Gencatan Senjata Diabaikan! Israel Serang Lebanon, 3 Orang Tewas dalam 24 Jam
- Ariel Schalit/AP Photo
“Kami tidak akan mentolerir aktivitas militer Hizbullah di dekat perbatasan kami,” tegas juru bicara IDF, meski tidak memberikan bukti publik atas keterlibatan kedua korban dalam kegiatan bersenjata.
Namun, otoritas Lebanon dan organisasi HAM internasional kerap mempertanyakan akurasi intelijen Israel, terutama ketika korban termasuk warga sipil atau pengungsi.

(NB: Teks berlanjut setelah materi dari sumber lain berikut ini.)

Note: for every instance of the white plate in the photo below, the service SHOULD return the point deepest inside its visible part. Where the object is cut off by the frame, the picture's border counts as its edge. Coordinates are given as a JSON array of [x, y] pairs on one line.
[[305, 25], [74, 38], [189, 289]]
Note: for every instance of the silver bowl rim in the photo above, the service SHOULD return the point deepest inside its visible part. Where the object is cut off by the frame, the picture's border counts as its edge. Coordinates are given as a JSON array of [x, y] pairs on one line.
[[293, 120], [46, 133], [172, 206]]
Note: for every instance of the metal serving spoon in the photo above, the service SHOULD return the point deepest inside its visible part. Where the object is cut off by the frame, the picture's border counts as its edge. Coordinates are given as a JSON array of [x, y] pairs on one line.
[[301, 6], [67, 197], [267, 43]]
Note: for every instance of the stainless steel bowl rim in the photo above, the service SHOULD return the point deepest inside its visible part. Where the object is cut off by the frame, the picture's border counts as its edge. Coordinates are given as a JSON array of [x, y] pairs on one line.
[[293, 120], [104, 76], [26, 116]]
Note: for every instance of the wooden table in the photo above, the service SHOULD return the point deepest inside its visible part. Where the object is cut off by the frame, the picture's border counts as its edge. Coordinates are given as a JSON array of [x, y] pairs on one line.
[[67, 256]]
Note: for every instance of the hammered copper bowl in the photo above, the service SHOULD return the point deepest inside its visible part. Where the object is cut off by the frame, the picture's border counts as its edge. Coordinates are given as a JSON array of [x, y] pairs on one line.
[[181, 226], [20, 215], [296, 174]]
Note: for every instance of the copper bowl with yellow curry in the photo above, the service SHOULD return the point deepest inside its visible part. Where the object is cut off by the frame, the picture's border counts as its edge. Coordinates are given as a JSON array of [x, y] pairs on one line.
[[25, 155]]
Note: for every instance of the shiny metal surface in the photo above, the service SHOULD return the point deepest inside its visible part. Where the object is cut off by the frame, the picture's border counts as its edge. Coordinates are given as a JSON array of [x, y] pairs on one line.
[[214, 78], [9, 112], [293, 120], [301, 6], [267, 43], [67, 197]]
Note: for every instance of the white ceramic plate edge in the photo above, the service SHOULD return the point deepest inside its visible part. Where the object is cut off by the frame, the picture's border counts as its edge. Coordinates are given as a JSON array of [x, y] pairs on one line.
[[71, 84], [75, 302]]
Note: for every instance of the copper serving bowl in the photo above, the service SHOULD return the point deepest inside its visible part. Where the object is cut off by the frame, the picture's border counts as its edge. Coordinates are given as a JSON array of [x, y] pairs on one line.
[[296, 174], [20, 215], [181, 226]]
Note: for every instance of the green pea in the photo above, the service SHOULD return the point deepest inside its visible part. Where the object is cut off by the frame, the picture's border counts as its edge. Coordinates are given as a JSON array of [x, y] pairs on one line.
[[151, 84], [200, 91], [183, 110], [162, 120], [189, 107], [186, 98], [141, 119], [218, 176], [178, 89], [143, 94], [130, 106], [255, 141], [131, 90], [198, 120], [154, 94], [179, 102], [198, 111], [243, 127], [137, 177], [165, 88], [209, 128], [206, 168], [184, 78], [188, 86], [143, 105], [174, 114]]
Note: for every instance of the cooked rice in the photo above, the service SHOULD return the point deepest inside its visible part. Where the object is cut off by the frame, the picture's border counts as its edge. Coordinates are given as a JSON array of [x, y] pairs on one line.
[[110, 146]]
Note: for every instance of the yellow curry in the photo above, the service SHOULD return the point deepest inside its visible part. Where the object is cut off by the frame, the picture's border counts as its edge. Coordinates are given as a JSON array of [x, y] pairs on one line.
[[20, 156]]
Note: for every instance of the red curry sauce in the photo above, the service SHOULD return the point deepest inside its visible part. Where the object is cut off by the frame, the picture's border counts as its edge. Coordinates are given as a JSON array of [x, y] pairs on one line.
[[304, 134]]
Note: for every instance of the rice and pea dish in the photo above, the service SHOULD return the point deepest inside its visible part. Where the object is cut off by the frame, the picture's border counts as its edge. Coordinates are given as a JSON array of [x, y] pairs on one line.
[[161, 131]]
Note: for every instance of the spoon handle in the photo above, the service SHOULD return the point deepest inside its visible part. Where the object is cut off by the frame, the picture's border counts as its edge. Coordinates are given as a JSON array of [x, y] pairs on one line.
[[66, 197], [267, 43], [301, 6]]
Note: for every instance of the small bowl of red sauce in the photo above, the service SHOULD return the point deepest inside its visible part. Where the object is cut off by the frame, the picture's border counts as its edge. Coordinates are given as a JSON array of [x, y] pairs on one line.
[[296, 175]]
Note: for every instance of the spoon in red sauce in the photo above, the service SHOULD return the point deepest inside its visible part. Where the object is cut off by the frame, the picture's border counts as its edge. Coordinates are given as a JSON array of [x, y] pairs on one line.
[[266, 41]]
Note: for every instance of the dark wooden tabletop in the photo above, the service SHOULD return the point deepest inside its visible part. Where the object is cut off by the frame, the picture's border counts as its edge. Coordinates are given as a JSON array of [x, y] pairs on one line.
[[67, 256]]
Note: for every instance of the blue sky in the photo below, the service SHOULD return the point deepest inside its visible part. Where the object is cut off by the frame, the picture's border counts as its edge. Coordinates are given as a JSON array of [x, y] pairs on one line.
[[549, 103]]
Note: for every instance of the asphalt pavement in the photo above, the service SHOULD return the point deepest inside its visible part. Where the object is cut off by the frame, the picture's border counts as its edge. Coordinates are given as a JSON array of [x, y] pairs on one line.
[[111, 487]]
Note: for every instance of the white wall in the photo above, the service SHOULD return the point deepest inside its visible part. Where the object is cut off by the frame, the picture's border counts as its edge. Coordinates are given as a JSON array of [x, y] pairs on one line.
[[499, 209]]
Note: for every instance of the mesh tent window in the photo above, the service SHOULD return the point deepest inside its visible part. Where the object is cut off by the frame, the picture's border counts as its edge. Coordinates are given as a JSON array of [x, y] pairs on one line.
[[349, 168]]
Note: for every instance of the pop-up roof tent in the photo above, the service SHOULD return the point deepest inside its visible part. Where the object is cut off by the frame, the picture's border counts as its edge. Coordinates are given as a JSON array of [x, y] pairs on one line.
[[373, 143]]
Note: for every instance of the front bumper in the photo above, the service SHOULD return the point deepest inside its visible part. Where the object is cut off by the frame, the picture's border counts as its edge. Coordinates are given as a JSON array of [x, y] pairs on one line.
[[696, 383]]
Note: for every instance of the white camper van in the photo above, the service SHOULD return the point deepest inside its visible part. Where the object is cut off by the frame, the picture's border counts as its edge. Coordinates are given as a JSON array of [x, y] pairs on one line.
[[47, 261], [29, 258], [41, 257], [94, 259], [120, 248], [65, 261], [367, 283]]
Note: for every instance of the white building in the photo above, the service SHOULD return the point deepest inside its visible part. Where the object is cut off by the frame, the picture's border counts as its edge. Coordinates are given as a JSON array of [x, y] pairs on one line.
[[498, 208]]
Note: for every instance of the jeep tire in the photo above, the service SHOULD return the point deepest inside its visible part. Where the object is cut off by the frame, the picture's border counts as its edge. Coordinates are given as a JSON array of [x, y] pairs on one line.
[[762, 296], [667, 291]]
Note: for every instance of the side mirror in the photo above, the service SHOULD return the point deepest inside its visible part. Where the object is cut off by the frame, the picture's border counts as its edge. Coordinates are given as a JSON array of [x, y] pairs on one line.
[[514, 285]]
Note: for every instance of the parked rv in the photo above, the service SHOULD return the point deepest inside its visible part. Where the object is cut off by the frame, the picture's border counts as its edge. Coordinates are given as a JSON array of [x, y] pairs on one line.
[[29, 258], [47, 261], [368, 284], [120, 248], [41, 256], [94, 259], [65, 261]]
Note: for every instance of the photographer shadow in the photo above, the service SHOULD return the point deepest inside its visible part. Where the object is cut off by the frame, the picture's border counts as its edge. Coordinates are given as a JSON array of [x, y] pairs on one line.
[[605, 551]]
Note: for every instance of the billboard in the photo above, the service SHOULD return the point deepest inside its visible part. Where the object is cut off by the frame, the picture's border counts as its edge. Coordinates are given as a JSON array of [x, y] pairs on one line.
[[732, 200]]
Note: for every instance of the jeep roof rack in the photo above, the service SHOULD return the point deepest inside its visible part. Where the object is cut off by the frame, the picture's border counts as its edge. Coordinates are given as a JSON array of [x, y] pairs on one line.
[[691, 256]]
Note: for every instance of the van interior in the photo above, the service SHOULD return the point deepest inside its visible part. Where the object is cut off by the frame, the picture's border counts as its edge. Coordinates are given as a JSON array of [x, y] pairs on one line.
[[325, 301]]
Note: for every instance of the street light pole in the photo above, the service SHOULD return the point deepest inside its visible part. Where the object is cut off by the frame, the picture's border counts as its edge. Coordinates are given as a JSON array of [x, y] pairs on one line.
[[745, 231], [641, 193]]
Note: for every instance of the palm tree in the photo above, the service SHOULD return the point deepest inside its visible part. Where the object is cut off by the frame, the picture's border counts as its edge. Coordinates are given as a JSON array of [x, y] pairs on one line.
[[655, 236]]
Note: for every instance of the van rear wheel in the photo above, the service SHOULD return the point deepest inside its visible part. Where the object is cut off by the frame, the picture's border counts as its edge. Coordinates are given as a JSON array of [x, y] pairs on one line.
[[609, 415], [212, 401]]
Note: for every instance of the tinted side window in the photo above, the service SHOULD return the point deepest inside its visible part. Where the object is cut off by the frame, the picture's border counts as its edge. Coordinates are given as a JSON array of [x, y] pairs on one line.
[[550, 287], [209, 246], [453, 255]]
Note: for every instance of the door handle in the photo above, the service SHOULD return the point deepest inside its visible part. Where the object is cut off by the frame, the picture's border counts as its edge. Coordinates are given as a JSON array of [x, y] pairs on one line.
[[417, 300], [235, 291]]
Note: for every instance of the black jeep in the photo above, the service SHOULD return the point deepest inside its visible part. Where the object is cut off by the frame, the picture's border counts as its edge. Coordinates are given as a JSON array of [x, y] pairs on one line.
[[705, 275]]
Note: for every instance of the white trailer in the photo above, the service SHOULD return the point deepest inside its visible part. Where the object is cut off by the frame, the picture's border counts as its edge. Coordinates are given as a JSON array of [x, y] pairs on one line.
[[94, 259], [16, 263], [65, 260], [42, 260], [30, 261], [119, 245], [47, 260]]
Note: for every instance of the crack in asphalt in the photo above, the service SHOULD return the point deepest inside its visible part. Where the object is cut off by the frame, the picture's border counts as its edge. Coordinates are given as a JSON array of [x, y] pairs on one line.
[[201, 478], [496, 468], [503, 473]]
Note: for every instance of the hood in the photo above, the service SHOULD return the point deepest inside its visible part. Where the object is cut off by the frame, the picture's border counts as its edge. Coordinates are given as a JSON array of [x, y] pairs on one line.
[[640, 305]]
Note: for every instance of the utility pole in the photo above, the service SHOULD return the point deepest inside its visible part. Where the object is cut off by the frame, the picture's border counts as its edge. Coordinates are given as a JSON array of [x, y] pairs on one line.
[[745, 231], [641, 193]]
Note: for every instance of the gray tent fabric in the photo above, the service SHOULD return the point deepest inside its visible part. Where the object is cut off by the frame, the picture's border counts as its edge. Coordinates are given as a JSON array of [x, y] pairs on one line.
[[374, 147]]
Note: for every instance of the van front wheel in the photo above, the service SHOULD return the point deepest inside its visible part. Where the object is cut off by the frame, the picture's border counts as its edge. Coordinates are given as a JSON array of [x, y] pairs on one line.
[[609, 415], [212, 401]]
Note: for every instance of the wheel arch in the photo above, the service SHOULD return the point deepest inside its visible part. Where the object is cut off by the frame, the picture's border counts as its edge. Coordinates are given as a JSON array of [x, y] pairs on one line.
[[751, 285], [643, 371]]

Gencatan Senjata yang Rapuh: Latar Belakang Konflik Israel–Lebanon
Sejak November 2024, gencatan senjata informal—difasilitasi oleh Amerika Serikat dan Prancis—telah menahan kedua pihak dari pertempuran skala besar. Kesepakatan ini muncul setelah gelombang serangan silang antara Israel dan Hizbullah pasca-perang Gaza 2023–2024, yang menewaskan ratusan warga sipil di kedua sisi perbatasan.
Namun, gencatan senjata ini tidak pernah ditandatangani secara resmi, melainkan berupa pemahaman diam-diam bahwa kedua pihak akan menghindari serangan langsung kecuali dalam “keadaan luar biasa”. Fakta ini membuat situasi tetap rentan terhadap provokasi, kesalahan intelijen, atau keputusan sepihak.
Dalam beberapa pekan terakhir, Israel justru meningkatkan frekuensi serangannya, dengan alasan menggagalkan upaya Hizbullah memperkuat jaringan senjata di selatan Lebanon. Namun, para analis memperingatkan bahwa tindakan semacam ini justru bisa memicu balasan besar-besaran dari Hizbullah, yang memiliki puluhan ribu roket jarak pendek dan menengah yang siap diluncurkan ke wilayah Israel utara.
Reaksi Internasional dan Ancaman Eskalasi Lebih Luas
Hingga Senin pagi (27/10), Dewan Keamanan PBB belum mengeluarkan pernyataan resmi, meski utusan khusus PBB untuk Lebanon, Jeanine Hennis-Plasschaert, menyatakan “keprihatinan mendalam” atas pelanggaran terhadap stabilitas perbatasan.
Amerika Serikat, sekutu utama Israel, menyerukan “pengekangan maksimal”, sementara Iran—pendukung utama Hizbullah—mengecam serangan Israel sebagai “agresi ilegal terhadap kedaulatan Lebanon”.
Sementara itu, pemerintah Lebanon menuntut sidang darurat Dewan Keamanan PBB dan menegaskan bahwa serangan Israel melanggar Resolusi 1701 tahun 2006, yang mengakhiri perang Israel–Hizbullah dan melarang kehadiran militer asing di selatan Lebanon.
Dampak Kemanusiaan: Warga Sipil Jadi Korban Utama
Yang paling mengkhawatirkan adalah nasib warga sipil, terutama di daerah perbatasan yang telah mengalami pengungsian massal sejak 2023. Ribuan keluarga Lebanon dan pengungsi Suriah terpaksa hidup dalam ketidakpastian, dengan akses terbatas ke layanan kesehatan, pendidikan, dan air bersih.